Artwork provided by Roland.

Artwork provided by Roland.

This episode was written and produced by Fil Corbitt.


The 808 is arguably the most iconic drum machine ever made. Even if you’ve never heard of it, you’ve definitely heard it. It’s in dozens of hit songs -- from Usher to Marvin Gaye, Talking Heads to The Beastie Boys -- and its sounds have quietly cemented themselves in the cultural lexicon. In this episode, we try to understand how that happened and follow the unlikely path of the 808. Featuring DJ Jazzy Jeff and Paul McCabe from Roland.
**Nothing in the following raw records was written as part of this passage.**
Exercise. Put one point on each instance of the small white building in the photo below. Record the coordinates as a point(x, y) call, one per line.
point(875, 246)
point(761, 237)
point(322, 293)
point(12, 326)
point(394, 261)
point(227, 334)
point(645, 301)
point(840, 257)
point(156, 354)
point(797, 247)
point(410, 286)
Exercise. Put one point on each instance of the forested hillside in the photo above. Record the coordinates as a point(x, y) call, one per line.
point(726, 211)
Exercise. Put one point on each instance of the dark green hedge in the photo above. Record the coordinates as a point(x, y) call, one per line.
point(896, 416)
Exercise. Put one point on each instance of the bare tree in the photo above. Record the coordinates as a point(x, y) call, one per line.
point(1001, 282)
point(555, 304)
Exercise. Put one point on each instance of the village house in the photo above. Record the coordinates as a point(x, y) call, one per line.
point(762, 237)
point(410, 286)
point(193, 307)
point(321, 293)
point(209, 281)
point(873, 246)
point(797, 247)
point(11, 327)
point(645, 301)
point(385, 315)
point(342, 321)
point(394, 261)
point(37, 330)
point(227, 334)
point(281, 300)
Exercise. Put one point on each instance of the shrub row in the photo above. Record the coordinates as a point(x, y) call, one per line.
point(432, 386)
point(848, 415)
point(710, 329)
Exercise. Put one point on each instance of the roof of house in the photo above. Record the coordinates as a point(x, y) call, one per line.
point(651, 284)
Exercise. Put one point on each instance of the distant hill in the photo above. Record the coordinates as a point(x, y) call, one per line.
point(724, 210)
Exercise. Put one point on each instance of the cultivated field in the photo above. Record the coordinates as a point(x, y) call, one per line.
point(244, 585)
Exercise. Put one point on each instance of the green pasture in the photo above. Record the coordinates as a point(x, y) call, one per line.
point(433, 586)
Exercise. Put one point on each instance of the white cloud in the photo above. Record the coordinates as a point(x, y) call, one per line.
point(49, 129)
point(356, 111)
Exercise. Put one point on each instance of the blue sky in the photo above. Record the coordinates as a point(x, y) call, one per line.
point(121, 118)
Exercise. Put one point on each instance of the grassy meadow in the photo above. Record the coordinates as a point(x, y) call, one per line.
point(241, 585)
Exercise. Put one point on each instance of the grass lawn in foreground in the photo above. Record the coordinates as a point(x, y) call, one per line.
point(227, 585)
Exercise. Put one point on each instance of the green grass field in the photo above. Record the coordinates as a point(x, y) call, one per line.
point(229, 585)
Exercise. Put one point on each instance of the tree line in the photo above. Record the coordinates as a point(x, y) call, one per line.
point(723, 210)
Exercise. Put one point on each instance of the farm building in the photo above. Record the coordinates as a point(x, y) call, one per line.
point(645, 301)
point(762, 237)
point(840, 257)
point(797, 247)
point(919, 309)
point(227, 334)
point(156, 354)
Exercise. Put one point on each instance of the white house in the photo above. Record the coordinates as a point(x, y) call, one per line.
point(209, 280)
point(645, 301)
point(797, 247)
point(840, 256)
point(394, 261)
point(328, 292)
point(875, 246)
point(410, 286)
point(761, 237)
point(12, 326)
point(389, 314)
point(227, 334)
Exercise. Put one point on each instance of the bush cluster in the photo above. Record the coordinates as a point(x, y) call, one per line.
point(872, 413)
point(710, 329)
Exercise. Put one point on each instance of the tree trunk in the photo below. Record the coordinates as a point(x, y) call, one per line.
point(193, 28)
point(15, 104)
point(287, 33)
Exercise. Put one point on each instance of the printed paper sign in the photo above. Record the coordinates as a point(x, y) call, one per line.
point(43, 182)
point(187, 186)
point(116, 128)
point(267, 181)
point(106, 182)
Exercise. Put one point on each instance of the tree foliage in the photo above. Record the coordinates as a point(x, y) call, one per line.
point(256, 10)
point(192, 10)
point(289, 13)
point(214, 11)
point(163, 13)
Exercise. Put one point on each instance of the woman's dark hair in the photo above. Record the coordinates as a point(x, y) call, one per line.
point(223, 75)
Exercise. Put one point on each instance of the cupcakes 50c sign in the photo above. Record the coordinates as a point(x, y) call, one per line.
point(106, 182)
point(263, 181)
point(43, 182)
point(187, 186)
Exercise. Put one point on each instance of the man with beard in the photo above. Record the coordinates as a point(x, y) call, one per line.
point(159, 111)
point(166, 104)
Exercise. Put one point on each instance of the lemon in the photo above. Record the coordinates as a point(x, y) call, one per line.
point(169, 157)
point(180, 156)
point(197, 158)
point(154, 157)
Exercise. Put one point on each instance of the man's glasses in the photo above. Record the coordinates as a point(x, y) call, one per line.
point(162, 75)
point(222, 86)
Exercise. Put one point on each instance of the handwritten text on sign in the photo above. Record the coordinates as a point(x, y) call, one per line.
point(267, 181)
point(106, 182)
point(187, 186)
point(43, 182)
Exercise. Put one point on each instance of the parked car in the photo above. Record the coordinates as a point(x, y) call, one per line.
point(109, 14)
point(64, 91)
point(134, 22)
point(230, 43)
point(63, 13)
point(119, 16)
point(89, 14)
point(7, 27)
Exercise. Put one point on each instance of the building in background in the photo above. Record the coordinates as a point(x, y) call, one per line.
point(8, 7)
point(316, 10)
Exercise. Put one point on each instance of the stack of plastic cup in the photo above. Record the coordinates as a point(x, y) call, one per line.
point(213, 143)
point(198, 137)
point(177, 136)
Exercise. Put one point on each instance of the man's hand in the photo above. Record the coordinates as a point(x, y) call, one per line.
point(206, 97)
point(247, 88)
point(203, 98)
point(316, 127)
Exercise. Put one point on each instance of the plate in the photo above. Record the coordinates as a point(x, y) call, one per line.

MUSIC FEATURED IN THIS EPISODE

Bus Stop by Red Licorice
Your Own Company by Laxcity
Ventana by Slowblink
Lost Without You by Vesky
I Know (No Oohs and Aahs) By Red Licorice

MUSIC EXAMPLES FEATURED IN THIS EPISODE

He's The DJ, I'm The Rapper by DJ Jazzy Jeff and Fresh Prince
The Robots HQ Audio by Kraftwerk
Heart of Glass by Blondie
In the Air Tonight by Phil Collins
Planet Rock by Afrika Bambaataa & The Soul Sonic Force
Funk Box Party, Part 1 by The Masterdon Committee
Egypt, Egypt by The Egyptian Lover
Just Be Good To Me by S.O.S. Band
Sexual Healing by Marvin Gaye
Raga Bhairav by Charanjit Singh
Scorpio by Grandmaster Flash & The Furious Five
Play At Your Own Risk by Planet Patrol
Just One of Those Days by DJ Jazzy Jeff and Fresh Prince
Cars That Go Boom by L’trimm
Kickdrum by Felix da housecat

Twenty Thousand Hertz is produced out of the studios of Defacto Sound, and hosted by Dallas Taylor.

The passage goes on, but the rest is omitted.